Weird shotgun slug design...prohib?

very interesting it would be neat if someone could import them i oulw like to try them next deer season
 
Comparing tank armour to deer hide is probably a bit of a stretch, but strictly speaking about APDS tank rounds, I seem to recall that there is a round that has a free rotating band on it, so that it can be fired in a rifled barrel, and the penetrator does not get spun, due to the outer band rotating freely.

Neat looking shotgun round, I'd like one for the collection
 
i would be in for 50-100 of these once they are in country, any CGN dealers feel like doing the reasearch/ground work on these neat little things?
 
Look at the edge of the fin; it's not shaped symmetrically, but more like an airplane wing. THAT will impart spin.

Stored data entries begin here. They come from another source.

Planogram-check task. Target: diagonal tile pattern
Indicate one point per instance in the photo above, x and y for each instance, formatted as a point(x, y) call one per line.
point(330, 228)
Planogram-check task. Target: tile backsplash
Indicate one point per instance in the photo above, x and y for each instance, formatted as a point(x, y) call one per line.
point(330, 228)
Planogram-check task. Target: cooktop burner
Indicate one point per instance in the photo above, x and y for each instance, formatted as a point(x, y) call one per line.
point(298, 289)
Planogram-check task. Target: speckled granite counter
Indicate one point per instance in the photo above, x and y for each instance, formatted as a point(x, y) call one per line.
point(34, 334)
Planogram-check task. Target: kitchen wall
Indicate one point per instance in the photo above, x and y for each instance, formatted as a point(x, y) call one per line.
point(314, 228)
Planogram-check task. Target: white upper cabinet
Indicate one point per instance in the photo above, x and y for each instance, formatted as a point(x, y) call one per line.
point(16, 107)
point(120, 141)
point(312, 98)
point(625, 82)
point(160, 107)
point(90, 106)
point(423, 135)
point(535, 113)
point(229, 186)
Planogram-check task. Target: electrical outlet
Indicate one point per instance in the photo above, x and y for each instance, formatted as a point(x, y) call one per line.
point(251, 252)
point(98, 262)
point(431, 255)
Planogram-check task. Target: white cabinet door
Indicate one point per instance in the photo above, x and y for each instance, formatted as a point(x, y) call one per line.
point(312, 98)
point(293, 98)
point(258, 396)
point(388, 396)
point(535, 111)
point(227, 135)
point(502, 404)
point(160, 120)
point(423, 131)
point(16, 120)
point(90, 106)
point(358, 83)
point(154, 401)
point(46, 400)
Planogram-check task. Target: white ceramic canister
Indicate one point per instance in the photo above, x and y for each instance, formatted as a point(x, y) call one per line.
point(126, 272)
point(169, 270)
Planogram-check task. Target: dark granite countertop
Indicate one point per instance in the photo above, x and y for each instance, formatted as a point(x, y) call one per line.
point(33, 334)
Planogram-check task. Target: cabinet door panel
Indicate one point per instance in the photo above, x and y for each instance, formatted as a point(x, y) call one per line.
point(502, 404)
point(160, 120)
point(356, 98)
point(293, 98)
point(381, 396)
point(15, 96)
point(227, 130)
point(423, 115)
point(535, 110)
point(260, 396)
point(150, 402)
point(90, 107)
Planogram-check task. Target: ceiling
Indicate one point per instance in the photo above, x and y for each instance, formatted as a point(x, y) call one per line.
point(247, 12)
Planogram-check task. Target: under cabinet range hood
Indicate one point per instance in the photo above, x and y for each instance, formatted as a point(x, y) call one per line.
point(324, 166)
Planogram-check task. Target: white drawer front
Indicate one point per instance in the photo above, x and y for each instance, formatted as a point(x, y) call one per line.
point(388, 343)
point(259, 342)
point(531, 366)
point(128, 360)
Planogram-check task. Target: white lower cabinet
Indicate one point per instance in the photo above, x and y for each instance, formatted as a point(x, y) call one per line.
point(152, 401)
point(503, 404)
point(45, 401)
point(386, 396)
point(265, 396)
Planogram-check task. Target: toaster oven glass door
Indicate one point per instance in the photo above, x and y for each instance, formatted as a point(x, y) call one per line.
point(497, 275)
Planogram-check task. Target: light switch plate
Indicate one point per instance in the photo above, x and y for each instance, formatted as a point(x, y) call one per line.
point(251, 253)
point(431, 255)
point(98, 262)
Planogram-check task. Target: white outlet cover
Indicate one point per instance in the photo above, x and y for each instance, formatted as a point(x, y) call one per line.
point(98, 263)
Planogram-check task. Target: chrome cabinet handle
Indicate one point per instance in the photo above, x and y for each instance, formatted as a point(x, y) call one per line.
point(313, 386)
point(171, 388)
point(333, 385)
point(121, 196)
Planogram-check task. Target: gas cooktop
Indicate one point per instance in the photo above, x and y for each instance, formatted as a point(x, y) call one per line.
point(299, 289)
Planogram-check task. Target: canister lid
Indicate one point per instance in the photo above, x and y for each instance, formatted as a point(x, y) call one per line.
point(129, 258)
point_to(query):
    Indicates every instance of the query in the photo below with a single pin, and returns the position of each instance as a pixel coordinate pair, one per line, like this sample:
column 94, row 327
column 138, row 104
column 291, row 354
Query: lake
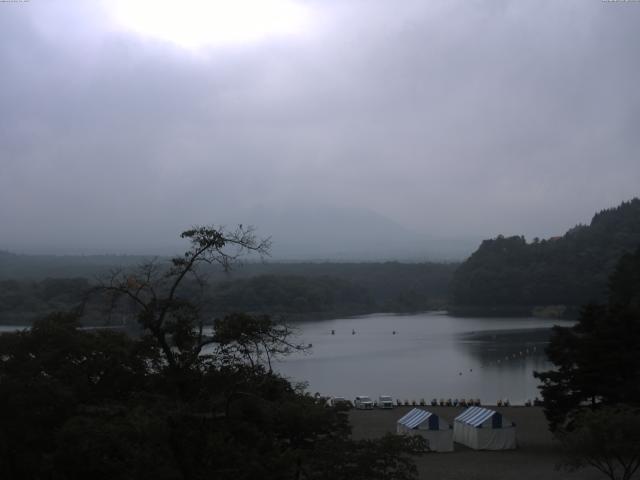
column 430, row 355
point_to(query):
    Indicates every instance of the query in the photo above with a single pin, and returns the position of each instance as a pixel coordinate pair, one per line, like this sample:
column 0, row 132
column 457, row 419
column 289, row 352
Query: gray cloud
column 449, row 118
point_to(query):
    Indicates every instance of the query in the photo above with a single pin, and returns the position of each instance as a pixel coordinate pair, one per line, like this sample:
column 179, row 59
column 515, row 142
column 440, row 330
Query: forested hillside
column 510, row 274
column 296, row 290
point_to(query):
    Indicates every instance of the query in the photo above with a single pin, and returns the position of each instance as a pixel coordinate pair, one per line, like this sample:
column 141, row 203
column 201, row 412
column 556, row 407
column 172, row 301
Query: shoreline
column 534, row 459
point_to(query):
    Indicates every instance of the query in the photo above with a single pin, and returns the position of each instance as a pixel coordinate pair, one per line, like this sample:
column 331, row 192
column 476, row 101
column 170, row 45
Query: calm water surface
column 431, row 355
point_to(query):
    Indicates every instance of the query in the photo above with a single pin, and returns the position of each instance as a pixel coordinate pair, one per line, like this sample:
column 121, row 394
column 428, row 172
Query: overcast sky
column 449, row 119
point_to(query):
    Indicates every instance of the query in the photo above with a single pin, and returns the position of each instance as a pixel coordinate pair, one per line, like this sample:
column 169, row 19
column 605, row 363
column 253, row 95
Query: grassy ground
column 535, row 458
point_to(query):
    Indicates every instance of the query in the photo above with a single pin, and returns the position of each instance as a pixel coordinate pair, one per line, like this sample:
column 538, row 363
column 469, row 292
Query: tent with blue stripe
column 437, row 432
column 484, row 429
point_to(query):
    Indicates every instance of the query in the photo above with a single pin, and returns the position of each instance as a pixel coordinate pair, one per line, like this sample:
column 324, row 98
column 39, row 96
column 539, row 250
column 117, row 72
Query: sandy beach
column 535, row 458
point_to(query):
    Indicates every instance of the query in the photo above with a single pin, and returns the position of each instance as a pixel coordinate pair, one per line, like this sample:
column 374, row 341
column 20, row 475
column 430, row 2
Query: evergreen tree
column 597, row 360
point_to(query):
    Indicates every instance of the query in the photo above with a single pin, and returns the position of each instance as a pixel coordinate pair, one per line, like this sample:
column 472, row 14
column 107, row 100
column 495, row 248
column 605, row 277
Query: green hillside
column 509, row 275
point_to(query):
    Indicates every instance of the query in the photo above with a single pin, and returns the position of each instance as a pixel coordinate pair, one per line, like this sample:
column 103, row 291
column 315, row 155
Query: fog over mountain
column 364, row 129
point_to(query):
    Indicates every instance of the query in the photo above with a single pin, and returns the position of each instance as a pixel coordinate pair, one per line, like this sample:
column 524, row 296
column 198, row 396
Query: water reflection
column 430, row 355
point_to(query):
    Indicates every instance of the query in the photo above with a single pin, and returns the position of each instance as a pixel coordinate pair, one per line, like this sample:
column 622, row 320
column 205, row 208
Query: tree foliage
column 177, row 402
column 607, row 439
column 598, row 360
column 569, row 270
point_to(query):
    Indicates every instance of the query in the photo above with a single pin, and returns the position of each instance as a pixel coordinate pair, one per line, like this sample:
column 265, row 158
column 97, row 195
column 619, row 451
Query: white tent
column 483, row 429
column 433, row 429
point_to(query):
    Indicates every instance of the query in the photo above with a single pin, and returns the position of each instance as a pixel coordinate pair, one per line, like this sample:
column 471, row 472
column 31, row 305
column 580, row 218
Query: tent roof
column 414, row 418
column 475, row 416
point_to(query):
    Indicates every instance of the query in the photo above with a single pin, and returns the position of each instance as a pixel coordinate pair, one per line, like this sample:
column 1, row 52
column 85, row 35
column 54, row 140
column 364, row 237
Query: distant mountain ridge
column 509, row 274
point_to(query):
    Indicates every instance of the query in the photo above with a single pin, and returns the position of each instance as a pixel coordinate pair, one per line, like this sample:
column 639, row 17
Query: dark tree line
column 592, row 397
column 294, row 290
column 178, row 402
column 569, row 270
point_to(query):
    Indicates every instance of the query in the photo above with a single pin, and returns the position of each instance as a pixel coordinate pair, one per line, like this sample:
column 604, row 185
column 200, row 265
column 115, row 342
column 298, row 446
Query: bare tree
column 156, row 292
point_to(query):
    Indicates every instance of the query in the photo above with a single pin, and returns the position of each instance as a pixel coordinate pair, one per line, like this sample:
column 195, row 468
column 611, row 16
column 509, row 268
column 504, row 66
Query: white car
column 385, row 401
column 363, row 402
column 338, row 401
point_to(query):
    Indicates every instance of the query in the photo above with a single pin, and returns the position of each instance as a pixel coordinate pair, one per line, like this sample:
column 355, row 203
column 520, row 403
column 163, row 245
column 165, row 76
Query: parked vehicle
column 338, row 402
column 363, row 402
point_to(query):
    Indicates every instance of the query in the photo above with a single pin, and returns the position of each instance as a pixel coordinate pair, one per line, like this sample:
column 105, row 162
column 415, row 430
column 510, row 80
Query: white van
column 385, row 401
column 363, row 402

With that small a surface i doubt it'd impart significant spin in a short distance. There wouldn't be time. I think it's more like a dart.

We should contact the manufacturer again and see if he'll sell just the Sabot. Then we could reload it ourselves. Not much paperwork to just bring in bullets like that i'd think.
 
There are many ways to stabilize a long projectile; among them two are the most practical: gyroscopic forces imparted by a rifling or some other means and the simple arrow concept which DOES NOT NEED spinning to stabilize.
This concept works best with extra long objects. this is how new armor defeating rounds work.
A long, fletched heavy rod made of a very dense and hard metal such as tungsten is placed in a sabot which PULLS it along upon firing.
Once free from the bore, the front part of the sabot encounters air resistance and its specially shaped front lips initiate separation at the front; the remaining gases behind the sabot do the same at the rear and complete the jettisoning and the finned rod is free to travel at supersonic speeds towards its target.

That finned slug concept works exactly the same.
PP.
 
When these loads were being imported, they were about the most expensive slug loads on the market. May well have been among the best though. Imported now, I expect they would be over $2 each.
It is interesting - the tailfin assembly is right down in the powder, because the projectile is so long.
Given the length of the slug and tail unit, a rather fast rifling twist would be needed to insure stabilization, if the slug were to be spin stabilized. The slug might rotate in flight, but I doubt that it contributes much to stablilzation.
 
It's a late responce, but I found this at the American Slug Shooters Association:
The following is a quote,

I have had the "pleasure" of shooting many boxes of this slug. I once worked for a company that imported and marketed the Sauvestre slug here in the USA.

While the flat trajectory of the slug made it attractive, I have tested other brands of slug that were more consistently accurate. The idea was that the gas from the barrel would push the sabots off from the rear, thereby affecting the flight of the slug less than sabots that discarded from the front. In practice, there were fliers in every group I shot, and I suspect that this happened when one sabot released before the other. The only evidence I had of this was where the sabots ended up down range, but that was never very scientific. The slugs penetrated like nothing else I've ever fired from a shotgun. I demo'd the slugs on vehicles and steel plates several times for law enforcement and military audiences with impressive results. Recoil with the 3" slug was formidable, and not for the faint-hearted or soft-shouldered!

In my opinion, there are other slugs that work better for a lot less money.